Ein früher Wintereinbruch sorgt für Schnee und strengen Frost. Doch überraschend kippt die Wetterlage erneut. Eine Wetter-Kolumne von Dominik Jung.

Kassel – Der Winter hat in diesem Jahr einen ungewöhnlich frühen Auftritt hingelegt. In vielen Regionen präsentierte er sich zunächst nasskalt, während ab etwa 400 bis 500 Metern häufiger Schneeregen oder Schnee fiel. Besonders im Süden und Südosten verwandelten sich Teile der Alpen sowie der Bayerische Wald und das Erzgebirge zeitweise in eine verschneite Winterlandschaft. Abseits der Mittelgebirge dominierte allerdings graues Schmuddelwetter: Nässe, niedrige Temperaturen und trüber Himmel bestimmten den Alltag. Dieses wechselhafte und typisches Spät­november­wetter setzt sich zunächst bis zum Wochenende (29. und 30. November) fort und sorgt dafür, dass der frühzeitige Wintercharakter zwar spürbar bleibt, aber nur begrenzt landesweit winterlich wirkt.

Nächste Woche rechnen mehrere Wettermodelle mit einer deutlichen Milderung - regional sind 10 °C und mehr möglich.

Nach dem 1. Advent setzt kräftige Milderung beim Wetter ein

Trotz der teils sehr strengen Kälte, die am Wochenende lokal Tiefstwerte bis nahe minus 20 Grad brachte, kündigt sich ein deutlicher Temperaturanstieg an. Bereits kurz nach dem 1. Advent (30. November) erreichen im Westen Deutschlands die Tageshöchstwerte voraussichtlich um 10 Grad, während der Südosten mit 3 bis 4 Grad weiterhin frisch, aber nicht mehr winterlich kalt bleibt. Die eisigen Nächte, die für viel Aufmerksamkeit sorgten, verlieren damit rasch an Bedeutung.
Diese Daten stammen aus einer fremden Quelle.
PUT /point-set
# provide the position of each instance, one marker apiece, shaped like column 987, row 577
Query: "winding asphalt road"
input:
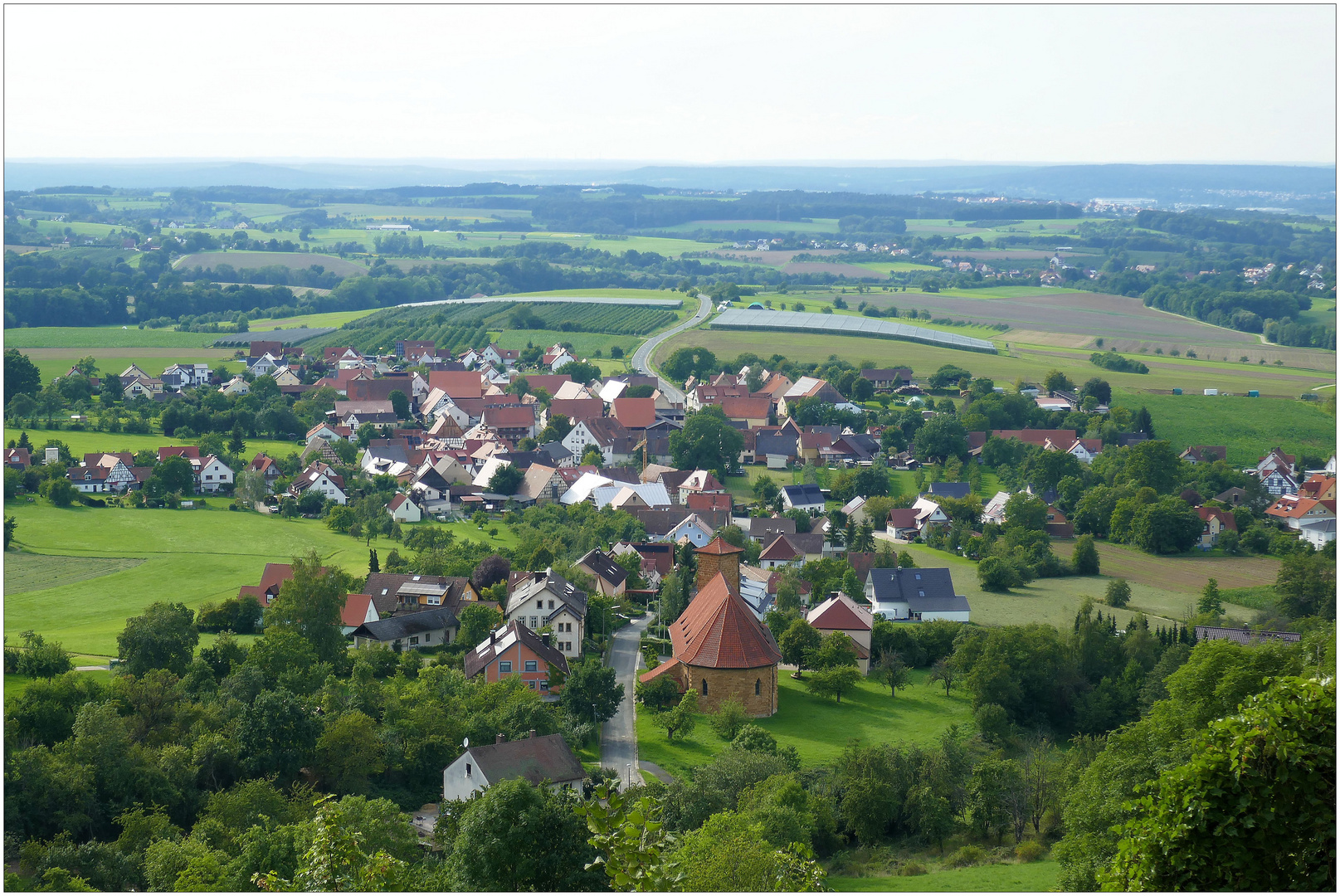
column 642, row 358
column 619, row 736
Meteorologisch betrachtet handelt es sich also eher um einen kurzen, aber intensiven Kaltvorstoß, nicht jedoch um den Beginn eines dauerhaften Wintereinbruchs. Vielmehr deutet die großräumige Wetterlage auf eine Umstellung in Richtung zonaler Westlagen hin, die mildere Atlantikluft nach Mitteleuropa führen.
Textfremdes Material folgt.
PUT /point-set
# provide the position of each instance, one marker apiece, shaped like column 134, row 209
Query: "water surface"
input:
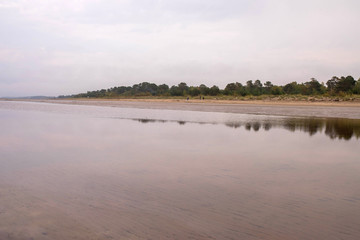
column 82, row 172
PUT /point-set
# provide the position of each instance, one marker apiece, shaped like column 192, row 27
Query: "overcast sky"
column 63, row 47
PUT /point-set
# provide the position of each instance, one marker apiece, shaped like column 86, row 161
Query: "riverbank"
column 347, row 109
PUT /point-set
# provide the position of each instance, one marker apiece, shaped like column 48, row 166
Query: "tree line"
column 333, row 87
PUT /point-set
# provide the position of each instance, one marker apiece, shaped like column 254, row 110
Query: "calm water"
column 82, row 172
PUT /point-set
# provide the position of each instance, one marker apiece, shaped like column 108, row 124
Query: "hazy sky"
column 62, row 47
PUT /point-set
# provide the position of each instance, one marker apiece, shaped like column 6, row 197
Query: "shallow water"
column 84, row 172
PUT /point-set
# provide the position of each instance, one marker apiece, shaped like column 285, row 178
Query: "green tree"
column 214, row 90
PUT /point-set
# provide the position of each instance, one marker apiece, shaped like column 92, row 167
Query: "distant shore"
column 343, row 109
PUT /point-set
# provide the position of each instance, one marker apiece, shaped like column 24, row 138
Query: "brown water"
column 81, row 172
Dezemberbeginn: Viel Nebel, Hochnebel und wenig Wetterdynamik

Für die ersten zehn Dezembertage rechnen die Modelle überwiegend mit einem ruhigen, häufig trüben und mäßig milden Witterungsabschnitt. Unter hohem Luftdruck bilden sich verbreitet Nebel und Hochnebel, oft löst sich die graue Decke tagsüber kaum auf. Niederschläge bleiben eher spärlich, und größere Temperaturschwankungen sind ebenfalls nicht zu erwarten. Damit präsentiert sich der Dezemberstart eher unspektakulär: kein Dauerwinter, keine markanten Extremwerte, sondern typisches Mitteleuropa-Schmuddelwetter. Für Winterfreunde bedeutet das Warten, während alltagsbedingt eher stabile, aber wenig ansprechende Wetterverhältnisse bevorstehen.